The last 10-15 minutes of the program, the teens were experimenting and modifying the Ghost Game
program. Adding more doors, ghosts and commands. It was great to see them apply the knowledge they had learned from the exercises we did and start to explore the different
possibilities in coding!

OverDrive Digitpalooza 2015

Author Name: Christopher McGee
Library System: Allegany County Library Systems
Learning Event website:

Top 3 things learned:

1. Libraries must realize "books are not the product. Reading is the product." (Andrew Richard
Albanese - Publishers Weekly.) This was a major theme for the event. Libraries should support and encourage reading. eBooks are not a challenge to our traditional services. Rather, they are a tool for
promoting those services by making reading convenient and accessible for some audiences.

2. eBooks offer libraries the chance to reach new audiences, like professional men ages 30-60. Libraries have to challenge themselves to develop promotional tools to reach this audience. One library used "Digital Bookshelf" posters in prominent public spaces. Another created digital library cards that could be signed up for online. (Verification of address, etc. was achieved by mailing a registration number to the patron's home address. The patron has to return the number to the library via e-mail to keep the account from expiring.) In various ways, library staff worked to curate and promote their eBook and eAudiobooks just as they would their print materials, not as a collection itself but as specific items in their collection.

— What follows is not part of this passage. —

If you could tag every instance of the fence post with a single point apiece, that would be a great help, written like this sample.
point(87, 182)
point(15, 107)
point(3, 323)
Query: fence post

3. OverDrive will be launch a new web interface this fall that will be cleaner and nicer, but more importantly, it will have behind-the-scenes features that make browsing and searching much, much faster. How to implement: Library staff can not think of eBooks and other digital content as "technology" that can be relegated to staff members who identify or have been identified as the techies at their branch or in their system. eBooks and eAudiobooks are BOOKS. The technology is getting easier and isn't really the focus anymore. The content is the focus now. Print books,
eBooks, apps, browsers, etc. are merely the delivery tools for the content. Staff need to remember to offer customer service by staying abreast of what's available, what a particular patron's reading interests are, and how patron can get desired material in the format that's best and most convenient for them. We need to encourage library staff to see electronic content in this way.